I have a situation where I have a dictionary of items in PySpark like this:
swap={'A': 0.07677341668184234,
<NA>: 0.1497896460766734,
'B': 0.07186667210628232}
Note the "pandas.NA" object defined as one of the keys.
I also have a pandas table set up with various values that may or may not be in the "swap" dictionary above:
index column
1 C
2 B
3 <NA>
4 A
Per other code I've found on stackoverflow here: Pyspark: Replacing value in a column by searching a dictionary, I have been using the following function to swap out the above column:
def recode(col_name, map_dict, default=None):
if not isinstance(col_name, Column): # Allows either column name string or column instance to be passed
col_name = col(col_name)
mapping_expr = create_map([lit(x) for x in chain(*map_dict.items())])
if default is None:
return mapping_expr.getItem(col_name)
else:
return when(~isnull(mapping_expr.getItem(col_name)), mapping_expr.getItem(col_name)).otherwise(default)

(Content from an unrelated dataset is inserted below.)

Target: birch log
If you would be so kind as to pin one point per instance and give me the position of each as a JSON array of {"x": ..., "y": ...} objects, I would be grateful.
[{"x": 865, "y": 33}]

and the following command:
data=df.withColumn("column", recode('column', swap, default=0))
where 'df' would be the example dataframe above. The expected output should be:
index column
1 0
2 0.07186667210628232
3 0.1497896460766734
4 0.07677341668184234
However I get the error:
AttributeError: 'NAType' object has no attribute '_get_object_id'
This error is caused by the "pandas.NA" object in the "swap" dictionary. How can I get this code to work as expected and stop crashing?